Abstract. Light-absorbing organic matter, known as brown carbon
(BrC), has previously been found to significantly enhance the absorption of
solar radiation by biomass burning (BB) aerosol. Previous studies have also
proposed methods aimed at constraining the BrC contribution to the overall
aerosol absorption using the absorption Ångström exponents (AAEs)
derived from the multi-wavelength remote observations at Aerosol Robotic
Network (AERONET). However, representations of the BrC absorption in
atmospheric models remain uncertain, particularly due to the high
variability in the absorption properties of BB organic aerosol (OA). As a
result, there is a need for stronger observational constraints on these
properties. We extend the concept of the established AAE-based methods in
the framework of our Bayesian method, which combines remote optical
observations with Monte Carlo simulations of the aerosol absorption
properties. We propose that the observational constraints on the absorption
properties of BB OA can be enhanced by using the single-scattering albedo
(SSA) as part of the observation vector. The capabilities of our method were
first examined by using synthetic data, which were intended to represent the
absorption properties of BB aerosol originating from wildfires in Siberia.

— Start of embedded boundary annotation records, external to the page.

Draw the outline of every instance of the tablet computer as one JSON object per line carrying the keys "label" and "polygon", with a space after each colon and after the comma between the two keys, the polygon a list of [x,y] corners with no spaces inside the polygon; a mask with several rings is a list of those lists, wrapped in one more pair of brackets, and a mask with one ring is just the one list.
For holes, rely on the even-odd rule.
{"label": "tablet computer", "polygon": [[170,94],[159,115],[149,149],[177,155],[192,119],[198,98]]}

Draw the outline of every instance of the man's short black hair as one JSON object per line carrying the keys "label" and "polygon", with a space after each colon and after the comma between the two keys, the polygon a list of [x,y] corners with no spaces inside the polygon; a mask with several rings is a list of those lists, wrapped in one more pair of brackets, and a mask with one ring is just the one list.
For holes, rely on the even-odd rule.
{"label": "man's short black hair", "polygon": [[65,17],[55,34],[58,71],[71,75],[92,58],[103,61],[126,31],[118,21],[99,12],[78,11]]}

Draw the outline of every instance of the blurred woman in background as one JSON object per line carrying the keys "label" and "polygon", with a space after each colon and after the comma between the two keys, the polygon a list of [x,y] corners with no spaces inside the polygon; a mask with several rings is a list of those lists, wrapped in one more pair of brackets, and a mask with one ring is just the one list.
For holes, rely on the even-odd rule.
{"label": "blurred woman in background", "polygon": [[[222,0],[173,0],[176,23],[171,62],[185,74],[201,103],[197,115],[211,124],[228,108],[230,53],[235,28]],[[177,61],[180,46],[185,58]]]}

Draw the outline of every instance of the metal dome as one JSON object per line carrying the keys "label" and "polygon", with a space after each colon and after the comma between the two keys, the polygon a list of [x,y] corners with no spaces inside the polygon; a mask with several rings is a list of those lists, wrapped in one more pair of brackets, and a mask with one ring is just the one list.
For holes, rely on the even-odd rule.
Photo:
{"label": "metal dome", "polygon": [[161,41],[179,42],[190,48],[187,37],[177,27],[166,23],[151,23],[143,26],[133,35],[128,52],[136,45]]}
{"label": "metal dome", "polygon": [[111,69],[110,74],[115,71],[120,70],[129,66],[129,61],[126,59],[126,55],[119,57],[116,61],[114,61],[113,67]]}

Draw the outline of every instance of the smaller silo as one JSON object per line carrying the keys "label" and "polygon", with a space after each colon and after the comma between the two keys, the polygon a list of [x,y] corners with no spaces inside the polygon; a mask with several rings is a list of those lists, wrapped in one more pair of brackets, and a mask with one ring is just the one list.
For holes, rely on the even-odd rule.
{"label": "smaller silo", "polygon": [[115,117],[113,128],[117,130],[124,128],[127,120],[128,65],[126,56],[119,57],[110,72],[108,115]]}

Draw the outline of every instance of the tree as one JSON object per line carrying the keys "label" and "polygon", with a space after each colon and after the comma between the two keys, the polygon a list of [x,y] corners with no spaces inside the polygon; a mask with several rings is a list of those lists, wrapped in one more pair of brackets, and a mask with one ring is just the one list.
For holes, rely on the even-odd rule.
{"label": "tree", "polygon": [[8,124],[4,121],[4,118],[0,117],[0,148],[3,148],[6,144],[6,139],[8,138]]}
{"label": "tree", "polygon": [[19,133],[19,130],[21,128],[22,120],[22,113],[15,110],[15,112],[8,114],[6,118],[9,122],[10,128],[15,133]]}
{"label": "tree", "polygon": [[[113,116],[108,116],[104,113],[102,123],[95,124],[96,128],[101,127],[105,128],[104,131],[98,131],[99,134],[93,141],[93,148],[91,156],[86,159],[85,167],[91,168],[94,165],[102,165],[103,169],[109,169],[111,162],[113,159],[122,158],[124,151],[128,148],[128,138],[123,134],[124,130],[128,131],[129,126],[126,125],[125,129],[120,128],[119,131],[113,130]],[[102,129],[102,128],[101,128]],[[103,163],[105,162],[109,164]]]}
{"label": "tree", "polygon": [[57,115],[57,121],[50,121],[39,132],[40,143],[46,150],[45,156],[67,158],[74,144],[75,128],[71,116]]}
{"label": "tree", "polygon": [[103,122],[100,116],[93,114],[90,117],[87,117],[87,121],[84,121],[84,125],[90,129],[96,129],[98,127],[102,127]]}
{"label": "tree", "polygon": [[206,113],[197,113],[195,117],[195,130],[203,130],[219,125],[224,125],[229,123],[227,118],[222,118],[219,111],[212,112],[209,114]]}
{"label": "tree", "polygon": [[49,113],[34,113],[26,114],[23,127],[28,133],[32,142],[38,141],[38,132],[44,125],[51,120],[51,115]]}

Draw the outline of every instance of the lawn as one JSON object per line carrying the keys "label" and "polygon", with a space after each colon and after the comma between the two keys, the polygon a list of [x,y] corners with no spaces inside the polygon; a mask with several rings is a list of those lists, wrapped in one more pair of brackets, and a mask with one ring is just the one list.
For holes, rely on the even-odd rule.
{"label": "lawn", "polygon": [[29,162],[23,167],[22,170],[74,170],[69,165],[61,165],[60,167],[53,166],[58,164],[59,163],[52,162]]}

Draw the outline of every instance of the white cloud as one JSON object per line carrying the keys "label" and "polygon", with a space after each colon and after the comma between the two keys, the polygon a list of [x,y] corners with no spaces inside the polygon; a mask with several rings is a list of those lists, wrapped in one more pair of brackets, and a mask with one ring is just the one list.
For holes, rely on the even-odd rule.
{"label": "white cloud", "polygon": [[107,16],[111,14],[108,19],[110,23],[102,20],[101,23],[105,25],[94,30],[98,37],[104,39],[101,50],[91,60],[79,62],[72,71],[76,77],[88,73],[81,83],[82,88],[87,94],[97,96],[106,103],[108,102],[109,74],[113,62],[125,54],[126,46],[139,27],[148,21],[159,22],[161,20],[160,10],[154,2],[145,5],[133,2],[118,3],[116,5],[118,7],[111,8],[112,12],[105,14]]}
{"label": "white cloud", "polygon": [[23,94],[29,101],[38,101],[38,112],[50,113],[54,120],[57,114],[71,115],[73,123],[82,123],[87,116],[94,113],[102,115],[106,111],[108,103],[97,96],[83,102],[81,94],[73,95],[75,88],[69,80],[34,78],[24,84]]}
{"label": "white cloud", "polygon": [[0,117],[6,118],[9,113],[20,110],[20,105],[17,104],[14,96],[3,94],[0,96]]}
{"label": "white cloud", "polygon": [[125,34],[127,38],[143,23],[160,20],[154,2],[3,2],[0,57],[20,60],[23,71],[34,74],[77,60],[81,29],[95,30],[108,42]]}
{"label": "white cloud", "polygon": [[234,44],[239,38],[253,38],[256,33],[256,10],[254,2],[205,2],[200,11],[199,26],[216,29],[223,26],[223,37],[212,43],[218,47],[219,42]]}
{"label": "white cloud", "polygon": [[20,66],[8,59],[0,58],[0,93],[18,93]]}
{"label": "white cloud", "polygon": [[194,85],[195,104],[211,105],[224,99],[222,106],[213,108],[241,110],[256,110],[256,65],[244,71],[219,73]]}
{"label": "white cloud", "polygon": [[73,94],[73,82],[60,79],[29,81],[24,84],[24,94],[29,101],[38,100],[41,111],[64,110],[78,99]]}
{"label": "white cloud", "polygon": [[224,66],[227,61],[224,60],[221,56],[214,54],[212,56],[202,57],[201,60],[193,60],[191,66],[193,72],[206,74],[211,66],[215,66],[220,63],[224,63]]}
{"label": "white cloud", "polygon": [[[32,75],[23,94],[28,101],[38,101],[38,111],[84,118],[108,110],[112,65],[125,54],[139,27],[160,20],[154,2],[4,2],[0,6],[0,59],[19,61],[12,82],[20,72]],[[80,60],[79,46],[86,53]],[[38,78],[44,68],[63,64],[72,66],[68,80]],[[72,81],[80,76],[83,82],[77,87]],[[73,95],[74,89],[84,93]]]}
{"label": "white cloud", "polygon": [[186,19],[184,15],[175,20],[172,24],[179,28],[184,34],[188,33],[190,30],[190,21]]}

We found that observations of AAEs and SSA can provide efficient constraints
not only on the BrC contribution to the total absorption but also on both
the imaginary part of the refractive index and the mass absorption
efficiency of OA. The subsequent application of our method to the original
multi-annual data from Siberian AERONET sites, along with the supplementary
analysis of possible biases in the a posteriori estimates of the inferred
absorption properties, indicates that the contribution of BrC to the overall
light absorption by BB aerosol in Siberia at the 440 nm wavelength is most
likely to range, on average, from about 15 % to 21 %, although it is highly
variable and, in some cases, can exceed 40 %. Based on the analysis of
the AERONET data, we also derived simple nonlinear parameterizations for the
absorption characteristics of BB OA in Siberia as functions of the AAE.